Access to quality — and instant — health care is coming up quite literally right at one’s doorstep in the UAE as established operators and more recent entrants channel massive investments into new capacities. In the process, health care-related real estate assets have been one of the fastest growing — and high yield generating — categories within the broader property market.
“Market interest has shifted from large multi-speciality hospitals to smaller specialised facilities with an ideal size of between 75-110 beds,” said Tiana Spence, associate director at the consultancy CBRE Middle East. “We are seeing a surge of interest in alternative care sectors including rehabilitation, orthopaedics and diabetes centres.”
For Majid Al Futtaim Healthcare — now in operation for two years — creating those dedicated spaces within the group-owned shopping malls or communities was just a matter of generating the required synergies.
But, according to Omar Al Shunnar, CEO of the health care division, there is more to the process than just putting up the name board at a group-owned property.
“Convenience is a part of the patient journey — that helps us as we roll out our network,” said Al Shunnar. “Being in the malls, we will be able to meet them, engage with them and offering the convenience that can make it easier for them.
“It means having ample parking available, which we already have. Outside, the parking situation can often turn horrible.
“But we are not just embedded in the malls. All our ventures started inside a mall and then expanded outside. We are rolling out a network of centres that are actually embedded within communities.”
This year, Majid Al Futtaim Healthcare will have four new openings, and the plan is to maintain an average of five additions each year from 2017 onwards. The majority of the new locations will be at the malls, including a potential one at the Mall of the Emirates.
“It’s just a matter of time that we will be in all of our malls. It depends on when space is available and how we go about doing it.
“The remit is not just the UAE — we will follow the group’s footprints across all geographies,” said Al Shunnar. “The average size would be 10,000 square feet, though we could have one of around 5,000. It depends on the actual mall.
“We are going at a very rapid pace and it’s organic growth. We have the ability to control the quality of what we provide even as we grow the network.”
For the launch in 2014, Majid Al Futtaim Healthcare had maintained an association with India’s leading hospital operator Fortis. But from 2015, the local entity has been operating on its own.
“We are continuing in self-operating mode … whether we will have any partnerships, that’s something we will explore,” said Al Shunnar.
“It’s on our agenda but not on our immediate radar screens. It could be with another health care operator or a technology provider.”
The ranks of the UAE’s health care operators continue to swell. Recently, Dubai Investments confirmed it will be participating in a new fund that will take stakes in such providers. Details of the proposed investments, done through its subsidiary Al Mal Capital, are expected soon.
Right through the last 24 months, the local health care sector was witness to a slew of big- and mid-sized deals.
“The merger of Al Noor Hospitals Group and South African owned Mediclinic International in February demonstrates international interest and this is something we expect to see increase as the health care market begins to consolidate,” said Spence.
“However, the majority of interest comes from Gulf-based investors.

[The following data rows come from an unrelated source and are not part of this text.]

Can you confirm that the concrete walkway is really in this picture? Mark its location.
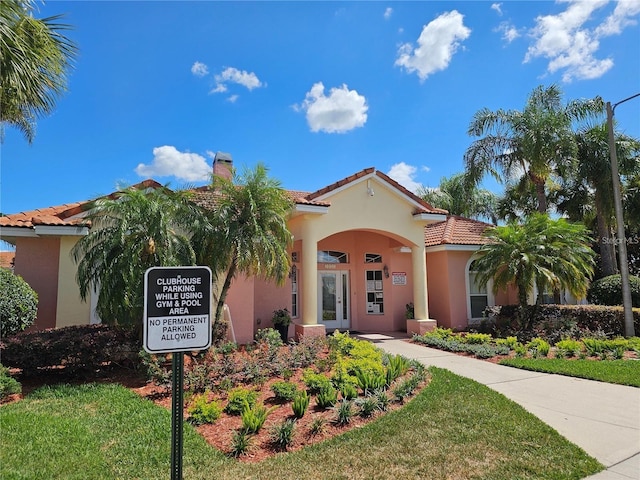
[356,334,640,480]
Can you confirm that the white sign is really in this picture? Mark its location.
[143,267,211,353]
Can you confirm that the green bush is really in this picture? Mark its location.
[0,268,38,338]
[271,381,298,402]
[587,274,640,308]
[187,392,222,425]
[0,363,22,399]
[224,387,258,415]
[0,325,141,376]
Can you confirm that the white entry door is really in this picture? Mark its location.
[318,271,350,330]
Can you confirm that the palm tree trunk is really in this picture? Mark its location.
[595,189,618,277]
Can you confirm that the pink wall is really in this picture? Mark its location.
[14,237,60,330]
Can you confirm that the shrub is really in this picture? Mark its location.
[271,381,298,402]
[316,385,338,408]
[0,325,141,376]
[187,392,222,425]
[241,400,276,433]
[0,268,38,338]
[224,387,258,415]
[0,363,22,399]
[333,400,354,425]
[271,418,296,450]
[291,390,309,418]
[302,369,331,394]
[587,274,640,307]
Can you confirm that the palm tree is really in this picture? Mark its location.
[193,163,292,342]
[464,85,604,213]
[0,0,77,143]
[558,123,640,276]
[474,213,594,306]
[416,173,498,223]
[71,184,202,327]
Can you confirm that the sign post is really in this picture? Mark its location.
[143,267,212,480]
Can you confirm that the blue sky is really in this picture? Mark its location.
[0,0,640,218]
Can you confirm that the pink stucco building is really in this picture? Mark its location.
[0,157,513,343]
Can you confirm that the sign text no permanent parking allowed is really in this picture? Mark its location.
[144,267,211,353]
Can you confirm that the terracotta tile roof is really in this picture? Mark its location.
[424,215,493,247]
[0,180,162,232]
[305,167,447,213]
[0,252,16,269]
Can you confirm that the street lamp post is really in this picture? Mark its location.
[607,93,640,337]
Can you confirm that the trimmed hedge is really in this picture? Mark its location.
[0,325,141,376]
[485,305,640,336]
[0,268,38,338]
[587,274,640,308]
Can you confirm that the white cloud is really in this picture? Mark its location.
[495,22,520,43]
[387,162,424,193]
[293,82,369,133]
[395,10,471,81]
[135,145,211,182]
[524,0,640,82]
[191,62,209,77]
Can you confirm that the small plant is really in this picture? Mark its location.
[229,429,251,458]
[241,402,275,433]
[356,395,379,418]
[302,368,331,394]
[255,328,284,348]
[0,363,22,399]
[333,400,354,425]
[291,390,309,418]
[309,417,327,435]
[271,418,296,451]
[187,391,222,425]
[316,385,338,408]
[340,383,358,400]
[271,381,298,402]
[224,387,258,415]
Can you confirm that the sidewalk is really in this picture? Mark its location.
[357,334,640,480]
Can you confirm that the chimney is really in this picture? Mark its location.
[213,152,233,180]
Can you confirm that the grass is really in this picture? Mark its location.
[0,368,603,480]
[500,358,640,387]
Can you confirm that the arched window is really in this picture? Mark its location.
[466,260,494,320]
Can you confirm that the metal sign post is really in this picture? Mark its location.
[143,267,212,480]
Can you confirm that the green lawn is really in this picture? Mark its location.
[0,368,603,480]
[500,358,640,387]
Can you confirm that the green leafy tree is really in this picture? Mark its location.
[71,185,203,328]
[193,163,293,341]
[558,123,640,276]
[474,213,594,306]
[417,173,498,223]
[464,85,604,213]
[0,0,77,143]
[0,268,38,338]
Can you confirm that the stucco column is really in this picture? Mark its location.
[302,227,318,325]
[411,245,429,320]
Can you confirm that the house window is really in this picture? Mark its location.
[318,250,349,263]
[469,262,489,318]
[289,265,298,318]
[366,270,384,315]
[364,253,382,263]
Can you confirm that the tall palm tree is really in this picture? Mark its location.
[193,163,292,342]
[71,185,202,327]
[0,0,77,143]
[558,123,640,276]
[416,173,498,223]
[474,213,594,306]
[464,85,604,213]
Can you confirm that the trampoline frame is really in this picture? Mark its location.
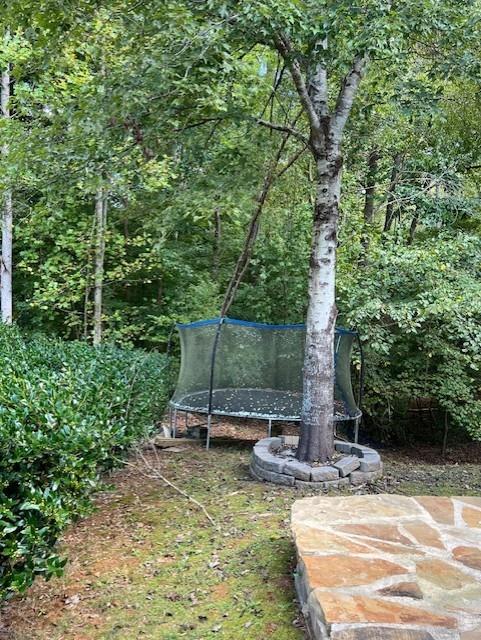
[168,316,364,449]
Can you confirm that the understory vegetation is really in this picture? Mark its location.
[0,0,481,604]
[3,440,481,640]
[0,328,166,596]
[0,0,481,448]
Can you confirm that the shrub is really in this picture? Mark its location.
[339,233,481,440]
[0,327,166,597]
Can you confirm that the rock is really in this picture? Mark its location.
[334,440,352,453]
[378,582,423,600]
[349,471,380,487]
[331,627,436,640]
[296,480,326,490]
[359,452,381,471]
[251,463,295,487]
[254,438,282,449]
[311,465,339,482]
[351,444,376,458]
[313,589,457,628]
[283,460,311,481]
[300,553,406,589]
[453,547,481,568]
[461,626,481,640]
[332,456,361,478]
[252,447,286,473]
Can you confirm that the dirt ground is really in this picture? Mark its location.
[0,418,481,640]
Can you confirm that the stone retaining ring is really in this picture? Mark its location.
[250,436,382,489]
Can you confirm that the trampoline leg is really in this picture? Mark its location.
[354,418,360,444]
[172,409,177,438]
[205,413,212,449]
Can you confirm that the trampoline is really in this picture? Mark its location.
[169,317,361,448]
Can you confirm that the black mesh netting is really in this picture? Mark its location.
[171,318,361,420]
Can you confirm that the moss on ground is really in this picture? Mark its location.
[0,446,481,640]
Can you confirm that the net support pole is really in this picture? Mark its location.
[205,413,212,449]
[354,331,366,444]
[172,409,177,438]
[205,316,225,449]
[354,418,361,444]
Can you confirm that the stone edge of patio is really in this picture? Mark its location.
[291,494,481,640]
[250,436,382,489]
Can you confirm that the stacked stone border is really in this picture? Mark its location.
[250,436,382,489]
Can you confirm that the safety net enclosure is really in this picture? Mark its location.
[170,318,361,428]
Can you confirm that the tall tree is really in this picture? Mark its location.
[0,40,13,324]
[93,187,107,346]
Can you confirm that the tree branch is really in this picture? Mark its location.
[256,118,309,145]
[308,38,329,118]
[274,34,321,135]
[331,55,368,144]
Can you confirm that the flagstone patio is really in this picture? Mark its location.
[292,495,481,640]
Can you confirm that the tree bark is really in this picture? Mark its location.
[297,157,342,462]
[275,34,369,462]
[0,57,13,324]
[93,187,107,346]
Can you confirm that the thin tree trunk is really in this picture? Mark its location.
[212,207,222,280]
[364,149,379,224]
[360,149,379,265]
[220,134,289,317]
[407,210,419,245]
[0,57,13,324]
[297,158,341,462]
[383,153,403,233]
[93,188,107,346]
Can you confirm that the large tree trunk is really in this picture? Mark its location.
[297,157,341,462]
[93,188,107,346]
[0,58,13,324]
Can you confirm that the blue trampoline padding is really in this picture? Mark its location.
[176,318,357,336]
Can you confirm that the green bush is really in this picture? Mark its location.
[0,327,167,597]
[338,233,481,440]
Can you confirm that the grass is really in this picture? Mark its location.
[0,438,481,640]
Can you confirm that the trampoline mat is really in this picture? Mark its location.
[170,389,360,421]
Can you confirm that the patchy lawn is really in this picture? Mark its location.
[0,432,481,640]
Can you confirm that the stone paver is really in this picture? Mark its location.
[292,495,481,640]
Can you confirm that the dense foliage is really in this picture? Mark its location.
[0,6,481,439]
[0,328,167,595]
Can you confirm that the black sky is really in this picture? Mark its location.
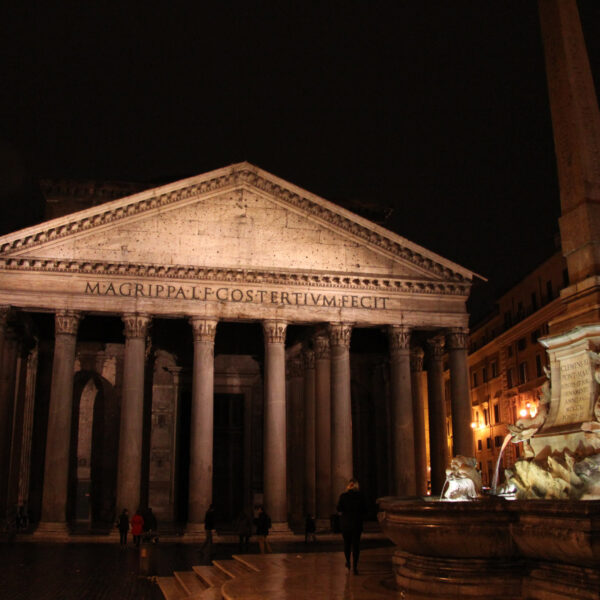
[0,0,600,322]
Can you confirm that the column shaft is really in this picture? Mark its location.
[447,329,474,456]
[187,317,217,533]
[329,323,354,507]
[304,350,316,517]
[427,336,450,495]
[117,314,150,514]
[40,311,80,533]
[314,336,333,525]
[410,348,427,496]
[263,321,287,524]
[388,326,416,496]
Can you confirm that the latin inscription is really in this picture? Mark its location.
[85,281,389,310]
[554,356,593,425]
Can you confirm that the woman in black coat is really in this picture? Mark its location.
[337,479,367,575]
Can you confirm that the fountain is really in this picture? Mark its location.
[379,338,600,600]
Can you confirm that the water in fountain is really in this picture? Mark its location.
[492,433,512,494]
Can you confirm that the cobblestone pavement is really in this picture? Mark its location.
[0,540,387,600]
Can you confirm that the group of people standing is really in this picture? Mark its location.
[112,479,367,574]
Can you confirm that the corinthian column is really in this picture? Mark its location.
[313,335,333,527]
[304,349,316,517]
[410,348,427,496]
[117,314,151,513]
[329,323,354,506]
[37,311,80,534]
[187,317,217,533]
[388,326,416,496]
[446,329,474,456]
[427,336,449,495]
[263,321,287,529]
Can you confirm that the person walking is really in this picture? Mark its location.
[233,510,252,552]
[117,508,129,548]
[304,513,317,544]
[337,479,367,575]
[131,509,144,546]
[201,504,216,557]
[254,506,273,554]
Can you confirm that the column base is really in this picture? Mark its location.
[269,521,292,538]
[33,521,71,541]
[182,523,207,542]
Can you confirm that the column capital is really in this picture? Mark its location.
[388,325,411,355]
[427,335,445,360]
[329,323,352,348]
[286,356,304,379]
[263,321,287,344]
[313,334,331,359]
[121,313,152,338]
[446,327,469,350]
[410,346,425,373]
[0,304,10,329]
[190,317,219,342]
[302,348,315,369]
[54,310,81,335]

We expect that investment will continue to grow as Islamic funds look to invest in Sharia-compliant assets and in particular, sale and leaseback investments.
“Also, as the health care and education markets continue to grow, we expect to see further consolidation as family businesses align with specialist funds in order to increase market share.”

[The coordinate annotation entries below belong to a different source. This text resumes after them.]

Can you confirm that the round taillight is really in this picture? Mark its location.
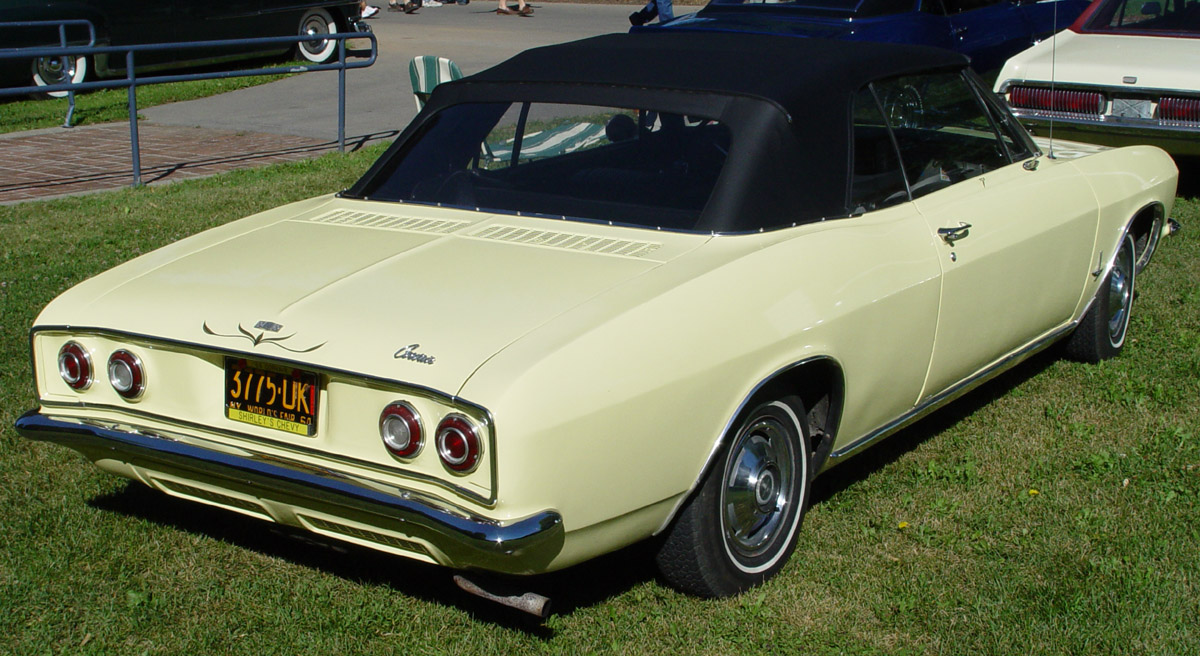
[379,401,424,458]
[438,415,482,474]
[59,342,91,391]
[108,349,145,398]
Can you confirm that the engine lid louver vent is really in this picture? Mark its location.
[472,225,662,258]
[308,210,470,234]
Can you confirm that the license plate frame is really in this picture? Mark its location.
[222,356,320,438]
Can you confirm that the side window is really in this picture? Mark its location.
[850,89,908,213]
[872,72,1012,198]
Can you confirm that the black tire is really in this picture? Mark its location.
[296,7,337,64]
[655,397,811,597]
[30,56,91,98]
[1067,234,1138,362]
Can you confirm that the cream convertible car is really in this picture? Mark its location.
[18,34,1177,596]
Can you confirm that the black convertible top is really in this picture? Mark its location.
[347,31,968,233]
[464,32,967,124]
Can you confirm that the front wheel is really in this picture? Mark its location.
[32,56,88,98]
[296,8,337,64]
[656,397,810,597]
[1067,234,1138,362]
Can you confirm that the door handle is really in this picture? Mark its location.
[937,221,971,246]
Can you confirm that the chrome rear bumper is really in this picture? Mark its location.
[16,410,564,574]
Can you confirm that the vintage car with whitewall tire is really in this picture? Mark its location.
[996,0,1200,156]
[0,0,366,96]
[17,34,1177,606]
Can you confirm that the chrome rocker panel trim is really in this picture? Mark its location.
[16,409,565,574]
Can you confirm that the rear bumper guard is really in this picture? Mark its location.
[16,410,564,574]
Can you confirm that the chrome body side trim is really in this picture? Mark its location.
[16,410,565,574]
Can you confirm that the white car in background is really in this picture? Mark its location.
[995,0,1200,156]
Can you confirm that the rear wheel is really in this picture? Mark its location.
[296,8,337,64]
[32,56,89,98]
[1067,234,1138,362]
[656,397,810,597]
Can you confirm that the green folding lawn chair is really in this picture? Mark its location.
[408,55,462,112]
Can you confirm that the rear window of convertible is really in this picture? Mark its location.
[352,103,731,230]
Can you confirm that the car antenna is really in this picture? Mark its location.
[1046,2,1058,160]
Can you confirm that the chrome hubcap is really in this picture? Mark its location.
[721,417,796,558]
[300,16,329,54]
[34,56,76,84]
[1109,239,1134,345]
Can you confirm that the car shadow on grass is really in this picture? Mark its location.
[88,481,655,639]
[89,349,1057,640]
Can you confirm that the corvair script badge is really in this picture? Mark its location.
[202,321,325,353]
[392,344,436,365]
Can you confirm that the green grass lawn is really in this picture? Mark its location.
[0,68,294,133]
[0,155,1200,656]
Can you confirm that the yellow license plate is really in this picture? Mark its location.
[224,357,320,437]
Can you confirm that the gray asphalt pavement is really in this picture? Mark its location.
[140,0,637,139]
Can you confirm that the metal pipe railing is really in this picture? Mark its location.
[0,18,96,127]
[0,32,379,187]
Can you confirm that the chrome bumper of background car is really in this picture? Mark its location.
[1013,108,1200,155]
[16,410,564,574]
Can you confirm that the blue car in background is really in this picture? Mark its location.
[634,0,1088,73]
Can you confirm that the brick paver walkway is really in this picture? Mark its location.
[0,122,394,204]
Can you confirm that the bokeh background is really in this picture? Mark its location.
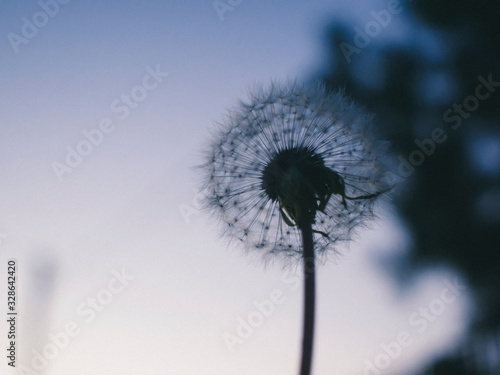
[0,0,500,375]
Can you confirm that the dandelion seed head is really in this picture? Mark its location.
[203,83,389,259]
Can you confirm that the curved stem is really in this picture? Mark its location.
[300,223,316,375]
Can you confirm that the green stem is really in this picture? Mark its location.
[300,223,316,375]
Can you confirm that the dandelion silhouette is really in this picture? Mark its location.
[203,83,389,375]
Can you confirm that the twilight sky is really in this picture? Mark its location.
[0,0,469,375]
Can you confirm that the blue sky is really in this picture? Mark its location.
[0,0,468,375]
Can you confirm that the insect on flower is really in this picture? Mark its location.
[200,84,388,258]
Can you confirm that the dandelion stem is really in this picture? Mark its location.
[300,222,316,375]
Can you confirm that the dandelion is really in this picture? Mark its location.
[203,83,389,375]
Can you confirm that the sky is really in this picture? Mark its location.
[0,0,470,375]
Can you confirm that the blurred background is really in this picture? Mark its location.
[0,0,500,375]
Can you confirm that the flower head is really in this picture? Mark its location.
[204,84,388,264]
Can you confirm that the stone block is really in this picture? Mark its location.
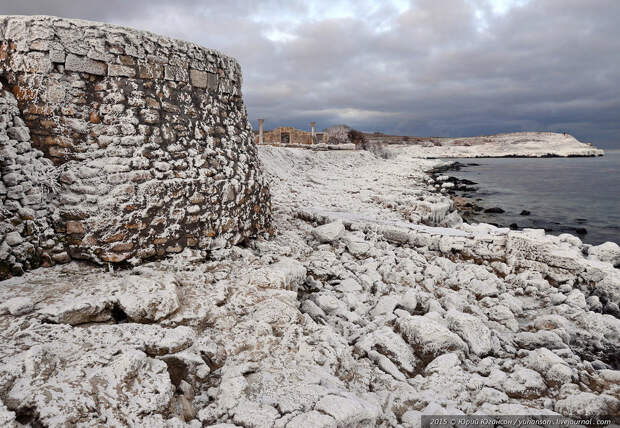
[164,65,189,82]
[65,54,108,76]
[189,69,209,88]
[138,64,164,79]
[108,64,136,77]
[207,73,218,91]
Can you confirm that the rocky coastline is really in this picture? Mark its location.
[0,146,620,428]
[392,132,605,159]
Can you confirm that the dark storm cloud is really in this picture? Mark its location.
[0,0,620,144]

The Middle East populace is not particular about making their routine health checks and meeting other needs at hospitals alone.

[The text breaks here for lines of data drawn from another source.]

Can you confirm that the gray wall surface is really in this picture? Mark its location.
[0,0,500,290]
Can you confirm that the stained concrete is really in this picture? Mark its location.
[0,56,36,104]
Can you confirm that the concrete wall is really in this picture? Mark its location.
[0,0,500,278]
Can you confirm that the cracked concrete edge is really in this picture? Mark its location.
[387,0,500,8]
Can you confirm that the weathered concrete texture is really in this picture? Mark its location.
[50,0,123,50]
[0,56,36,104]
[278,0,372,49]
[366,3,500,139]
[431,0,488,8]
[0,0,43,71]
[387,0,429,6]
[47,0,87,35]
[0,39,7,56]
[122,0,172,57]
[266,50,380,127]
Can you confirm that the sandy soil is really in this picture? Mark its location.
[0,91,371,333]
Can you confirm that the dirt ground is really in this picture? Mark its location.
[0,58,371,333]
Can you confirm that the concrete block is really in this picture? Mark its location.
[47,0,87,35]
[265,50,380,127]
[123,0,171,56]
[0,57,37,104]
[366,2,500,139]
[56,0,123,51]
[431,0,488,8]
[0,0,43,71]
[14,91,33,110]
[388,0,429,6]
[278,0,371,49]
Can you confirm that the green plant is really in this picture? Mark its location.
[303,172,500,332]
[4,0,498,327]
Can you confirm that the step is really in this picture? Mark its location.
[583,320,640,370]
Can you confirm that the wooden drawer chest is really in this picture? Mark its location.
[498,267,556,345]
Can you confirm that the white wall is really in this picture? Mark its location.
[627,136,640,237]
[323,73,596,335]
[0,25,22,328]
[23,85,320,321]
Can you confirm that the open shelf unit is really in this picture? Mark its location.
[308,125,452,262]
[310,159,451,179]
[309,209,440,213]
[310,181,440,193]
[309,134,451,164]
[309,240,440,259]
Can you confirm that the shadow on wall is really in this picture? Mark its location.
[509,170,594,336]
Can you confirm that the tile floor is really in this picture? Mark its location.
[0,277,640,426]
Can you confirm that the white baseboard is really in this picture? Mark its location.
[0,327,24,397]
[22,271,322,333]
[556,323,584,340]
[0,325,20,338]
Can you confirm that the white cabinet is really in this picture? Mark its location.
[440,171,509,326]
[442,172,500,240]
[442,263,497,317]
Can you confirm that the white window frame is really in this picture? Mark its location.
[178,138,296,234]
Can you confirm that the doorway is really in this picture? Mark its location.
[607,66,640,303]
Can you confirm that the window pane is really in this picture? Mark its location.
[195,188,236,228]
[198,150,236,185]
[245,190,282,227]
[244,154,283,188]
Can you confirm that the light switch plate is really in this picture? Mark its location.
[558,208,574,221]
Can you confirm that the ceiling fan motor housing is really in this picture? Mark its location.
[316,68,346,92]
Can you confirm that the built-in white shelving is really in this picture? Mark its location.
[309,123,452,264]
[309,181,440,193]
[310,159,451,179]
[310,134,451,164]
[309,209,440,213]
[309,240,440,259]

According to a recent survey by PwC, 67 per cent of respondents across the Middle East are willing to receive health care in a non-traditional setting — such as at home, over the phone or in a mobile unit.
And if the technology were available, more than half of respondents would choose to have a live consultation with a specialist via their smartphone (62 per cent) or wirelessly check their pacemaker or defibrillator (50 per cent).
The survey also found that consumers are even open to receive a range of treatments in a non-traditional setting, such as a clinical setting in a retail store, pharmacy or retail unit. Over half said they would have a wound or pressure sore treatment, blood test or face-to-face consultation in such a setting. Forty per cent said they were willing to getting more complex services such as an MRI, ultrasound, X-ray or day case procedure there too.
But the region will still need those speciality clinics and secondary and tertiary hospitals. The demographic dictates this to be the case.
Based on current estimates, the Gulf’s ageing population will grow at a faster pace than the overall population growth between 2014 and 2025.
“This is causing an increase in the burden of health care,” said Omar Al Shunnar, CEO of Majid Al Futtaim Healthcare. “The needs are shifting to chronic diseases with cardiovascular recording about a 400 per cent increase between 2014-25, while diabetes’ spike would be 300 per cent.”
The Gulf’s population could grow from 52 million in 2014 to 61 million in 2025.